The album’s opener, ‘Artificial Happiness,’ Omah Lay confesses to his reliance on weed as a supplement to manifest his hubris, while also admitting that he is in search of nirvana, where suffering, desire, and a sense of self do not exist. “E get things when I still dey find. Nirvana is one of them,” is his most lucid offering on the song.
‘Jah Jah Knows’ is a track about existential uncertainty wrapped in spiritual surrender. Omah Lay, a master at slurring and bending his words to fit into his melodious train of thought, is pulled by ambition and uncertainty on both sides. He is lost creatively and internally, “Chasing myself, make I no go…As you see, me, I no dey too sure. I don’t know what to do with my life. Everything I been know before. You can see me, I don’t know no more,” he cries out in anguish.
This is an artpiece by a painter coming undone. When Omah Lay surrenders to ‘Jah’, it is not resolution but surrender, an exhaustive surrender.
This is the motif that runs through ‘Clarity of Mind.’ Throughout the album, you sense that Omah Lay is in search of the next level of greatness, but doesn’t find it. This is the project’s central tension: a savant in pursuit of eternal glory, walking a torturous path many troubadours before him have already taken.
Omah Lay’s brilliance in exposing his dissatisfaction with life and fame becomes his undoing on Clarity of Mind. As he drifts from restlessness toward a deeper ache for apotheosis, the album never quite settles and leaves the listener unsatisfied.
In his loneliness, Omah Lay is desirous of the company of his lover, ‘Julia,’ but this folk-rock mash-up doesn’t hit the spot as an angst anthem or a solid effort about loneliness.
There is no beauty in Omah Lay’s confusion as ‘I Am’, as he misses out on a great opportunity to make a declarative statement. Rather, he chooses to settle on the mundane, a supposed tough guy without gravitas. The melodies on this song, though spectacular, do not wrap his lyrics the way a leather jacket wraps an outlaw biker.
Tempoe produces the closer, ‘Amen,’ a thumping track underscored by Amapiano elements and pierced by Omah Lay’s heavenly vocals. This track showcases the conceptual or thematic dissatisfaction with this album. His quest for financial security replaces his musings for greatness and glory scattered across the album. This then begs the question, “Is this nirvana?”
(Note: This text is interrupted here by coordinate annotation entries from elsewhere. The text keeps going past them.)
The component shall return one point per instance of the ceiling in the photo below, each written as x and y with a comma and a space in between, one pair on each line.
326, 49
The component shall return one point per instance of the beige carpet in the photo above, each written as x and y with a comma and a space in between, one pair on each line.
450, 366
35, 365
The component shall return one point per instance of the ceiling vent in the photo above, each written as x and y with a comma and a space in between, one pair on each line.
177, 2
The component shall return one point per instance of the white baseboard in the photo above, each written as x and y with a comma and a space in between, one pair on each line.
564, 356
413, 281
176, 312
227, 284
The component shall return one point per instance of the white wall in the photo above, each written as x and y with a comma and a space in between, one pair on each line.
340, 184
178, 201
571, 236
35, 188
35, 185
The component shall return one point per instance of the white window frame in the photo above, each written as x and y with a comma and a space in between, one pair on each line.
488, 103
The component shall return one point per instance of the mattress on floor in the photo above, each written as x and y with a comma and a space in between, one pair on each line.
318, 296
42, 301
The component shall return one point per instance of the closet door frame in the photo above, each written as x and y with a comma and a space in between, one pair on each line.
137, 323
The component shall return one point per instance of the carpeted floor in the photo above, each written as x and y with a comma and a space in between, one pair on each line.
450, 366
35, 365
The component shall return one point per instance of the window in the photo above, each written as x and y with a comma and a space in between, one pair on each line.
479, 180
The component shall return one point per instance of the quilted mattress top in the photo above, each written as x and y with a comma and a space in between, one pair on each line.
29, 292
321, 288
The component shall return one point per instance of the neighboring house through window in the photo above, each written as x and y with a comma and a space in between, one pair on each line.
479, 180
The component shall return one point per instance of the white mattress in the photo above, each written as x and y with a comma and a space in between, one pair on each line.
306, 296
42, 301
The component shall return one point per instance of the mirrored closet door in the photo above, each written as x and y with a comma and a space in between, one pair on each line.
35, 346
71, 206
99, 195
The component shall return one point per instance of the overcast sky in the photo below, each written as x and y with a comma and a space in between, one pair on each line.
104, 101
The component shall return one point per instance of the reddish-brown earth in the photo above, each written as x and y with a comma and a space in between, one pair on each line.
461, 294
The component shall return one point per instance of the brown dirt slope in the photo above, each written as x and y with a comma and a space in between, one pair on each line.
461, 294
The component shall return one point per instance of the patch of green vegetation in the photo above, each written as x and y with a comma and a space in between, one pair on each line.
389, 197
‘Canada Breeze’ and ‘Coping Mechanism’ featuring ELMAH are the best moments on the song. On the former, Omah Lay is at his most confident. It feels like the true closer for the album, as Omah Lay has overcome his depression and boasts about who he is without sounding like a tough guy. It is a clear march from here to Nirvana with Tempoe stumping on the track.
‘Coping Mechanism’ offers what might be Omah Lay’s antidote: companionship, a shoulder to lean on. With the better vocal performance on the project, ELMAH sings, “Smile for me, don’t be—don’t be sad. I can see it in your countenance, in your countenance.”
This is the conceptual breakthrough that should have anchored the album, but we don’t get enough of it.
Omah Lay’s reliance on weed, sex and liquor, Afrobeats’ three classic escape devices, is not the album’s flaw. The problem is what they produce: a blurry, indecisive emotional picture.
Clarity of Mind will seduce you with Omah Lay’s dissolving vocal delivery, pockets of melody, and stellar production, but after the rounds of sex, marijuana haze, and drinking rituals, a quiet dissatisfaction begins to gnaw at you.